Definition
A definition is a statement specifying the necessary and sufficient conditions for a term to apply to an object. Good definitions are the foundation of clear argument: when parties to a debate mean different things by their key terms, they are not really arguing about the same thing. Definitions embed knowledge — they stand in relation to each other in a web of meaning.
How It Appears Per Course
PHIL 252
Central to Unit 4. Definitions enable arguments from definition (Unit 4) and prevent equivocation (Unit 6). The unit provides a taxonomy of definition types and six rules for evaluating them.
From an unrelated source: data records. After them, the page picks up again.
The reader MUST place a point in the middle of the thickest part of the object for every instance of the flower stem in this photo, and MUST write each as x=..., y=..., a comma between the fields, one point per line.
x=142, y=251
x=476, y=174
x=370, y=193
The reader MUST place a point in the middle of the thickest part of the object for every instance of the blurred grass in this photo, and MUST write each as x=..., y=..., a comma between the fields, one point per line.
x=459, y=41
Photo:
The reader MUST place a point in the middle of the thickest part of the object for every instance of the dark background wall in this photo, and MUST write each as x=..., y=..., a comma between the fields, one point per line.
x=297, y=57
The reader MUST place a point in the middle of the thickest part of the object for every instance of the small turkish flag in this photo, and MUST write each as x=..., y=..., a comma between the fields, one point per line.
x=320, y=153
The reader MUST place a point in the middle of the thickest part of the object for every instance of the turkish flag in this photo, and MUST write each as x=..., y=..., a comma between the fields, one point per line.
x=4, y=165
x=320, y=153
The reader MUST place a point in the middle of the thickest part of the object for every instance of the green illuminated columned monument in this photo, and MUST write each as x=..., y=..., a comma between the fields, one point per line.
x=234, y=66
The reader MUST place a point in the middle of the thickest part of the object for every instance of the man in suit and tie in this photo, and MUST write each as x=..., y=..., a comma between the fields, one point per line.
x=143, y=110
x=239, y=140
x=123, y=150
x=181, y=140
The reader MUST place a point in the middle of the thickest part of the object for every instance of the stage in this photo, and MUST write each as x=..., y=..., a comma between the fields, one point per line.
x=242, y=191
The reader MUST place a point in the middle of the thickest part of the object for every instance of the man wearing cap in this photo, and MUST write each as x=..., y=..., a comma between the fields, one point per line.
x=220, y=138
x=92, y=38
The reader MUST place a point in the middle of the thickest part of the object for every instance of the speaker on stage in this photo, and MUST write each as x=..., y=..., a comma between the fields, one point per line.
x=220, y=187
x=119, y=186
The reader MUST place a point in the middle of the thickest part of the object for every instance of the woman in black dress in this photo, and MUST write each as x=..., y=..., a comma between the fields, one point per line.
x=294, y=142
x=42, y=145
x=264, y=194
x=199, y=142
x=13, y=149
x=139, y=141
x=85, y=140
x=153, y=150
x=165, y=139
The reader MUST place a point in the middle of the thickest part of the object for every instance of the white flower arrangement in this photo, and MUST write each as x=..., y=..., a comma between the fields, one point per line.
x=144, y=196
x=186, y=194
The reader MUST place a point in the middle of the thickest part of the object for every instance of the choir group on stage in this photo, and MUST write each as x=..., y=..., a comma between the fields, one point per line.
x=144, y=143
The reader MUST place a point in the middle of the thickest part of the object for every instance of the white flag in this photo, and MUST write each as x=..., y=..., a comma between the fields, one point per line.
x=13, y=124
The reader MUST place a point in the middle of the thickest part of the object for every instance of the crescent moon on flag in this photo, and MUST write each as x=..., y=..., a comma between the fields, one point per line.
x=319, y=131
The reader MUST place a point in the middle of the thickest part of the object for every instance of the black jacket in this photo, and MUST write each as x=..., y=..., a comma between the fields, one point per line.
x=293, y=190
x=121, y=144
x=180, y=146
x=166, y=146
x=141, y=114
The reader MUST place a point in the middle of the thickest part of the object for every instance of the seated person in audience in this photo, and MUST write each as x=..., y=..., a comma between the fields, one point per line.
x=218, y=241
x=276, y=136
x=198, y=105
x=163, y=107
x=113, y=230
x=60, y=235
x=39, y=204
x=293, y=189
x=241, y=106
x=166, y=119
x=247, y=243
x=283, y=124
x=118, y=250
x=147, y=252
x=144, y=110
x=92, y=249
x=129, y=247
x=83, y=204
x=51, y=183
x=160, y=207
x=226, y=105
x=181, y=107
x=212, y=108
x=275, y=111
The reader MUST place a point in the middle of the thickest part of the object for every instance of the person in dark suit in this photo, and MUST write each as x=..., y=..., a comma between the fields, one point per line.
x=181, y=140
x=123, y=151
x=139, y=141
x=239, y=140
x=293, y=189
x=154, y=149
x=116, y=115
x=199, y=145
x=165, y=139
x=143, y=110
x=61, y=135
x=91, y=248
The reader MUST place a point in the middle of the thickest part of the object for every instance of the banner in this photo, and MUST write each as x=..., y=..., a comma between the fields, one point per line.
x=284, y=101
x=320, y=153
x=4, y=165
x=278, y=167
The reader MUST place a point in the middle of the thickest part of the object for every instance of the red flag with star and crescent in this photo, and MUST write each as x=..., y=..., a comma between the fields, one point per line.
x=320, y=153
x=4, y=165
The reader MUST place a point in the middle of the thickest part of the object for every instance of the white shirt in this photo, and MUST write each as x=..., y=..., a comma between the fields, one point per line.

Necessary vs. Sufficient Conditions
- Necessary condition: must be present for category membership. Being a mammal is necessary to be a dog (all dogs are mammals).
- Sufficient condition: alone guarantees membership. Being a poodle is sufficient to be a dog (if it’s a poodle, it’s a dog).
- A good definition specifies conditions that are jointly necessary AND sufficient: all and only members of the category satisfy them.
Genus-Species Structure
Place the term in its broader class (genus), then add the distinguishing features (differentia) that mark the specific type (species).
- “A bungalow is a house [genus] with only one storey [differentia].”
- “A dog is a domesticated canine mammal.”
Types of Definition
| Type | Description | Example |
|---|---|---|
| Lexical | Standard dictionary/common meaning | ”Bachelor: unmarried man” |
| Stipulative | Assigned for a specific purpose or context | ”In this paper, ‘species’ means X” |
| Precising | Clarifies a vague or broad term | Legal definition of “reasonable person” |
| Persuasive | Seeks to influence attitudes, not just clarify | ”Abortion is murder” as a definition |
The Six Rules for a Good Definition
| Rule | Problem If Violated | Example of Bad Definition |
|---|---|---|
| Not too broad | Admits things that shouldn’t qualify | ”Horse: an animal” — includes all animals |
| Not too narrow | Excludes things that should qualify | ”Canadian citizen: born in Canada” — misses naturalized citizens |
| Not vague or obscure | Unclear what is being defined | Using jargon the audience doesn’t understand |
| Not circular | Uses the term itself in the definition | ”Detoxification: removing toxins from the body” (just repeats the root) |
| Not negative only | Tells you what something isn’t, not what it is | ”Vitamin: not a mineral” |
| Not slanted or biased | Contains evaluative/emotional content | ”Politicians: professional liars” |
Arguments from Definition
When the conclusion of an argument follows necessarily by virtue of the meaning of the terms involved. If definitions are clear and mutually accepted, such arguments are deductively valid.
- “Bruce is a parent [premise]. Therefore, Bruce has a child [conclusion].”
- The validity comes entirely from what “parent” means.
Cross-Course Connections
ClassificationSystems — definitions are classification rules for individual terms
Enthymeme — many enthymeme implicit premises are definitional claims
FallaciesOfAmbiguity — equivocation occurs when definitions shift within an argument
Validity — arguments from definition are valid when definitions are precise and shared
Key Points for Exam/Study
- A good definition = jointly necessary AND sufficient conditions
- Know all six rules and be able to identify violations (exam will likely test this)
- Necessary ≠ sufficient: being a mammal is necessary but not sufficient to be a dog (cats are mammals)
- “Talking past each other” happens when parties use the same term with different definitions
- Persuasive definitions masquerade as neutral definitions while actually pushing an agenda
Open Questions
- What do we do when a term (like “species” in biology) has multiple legitimate technical definitions for different purposes?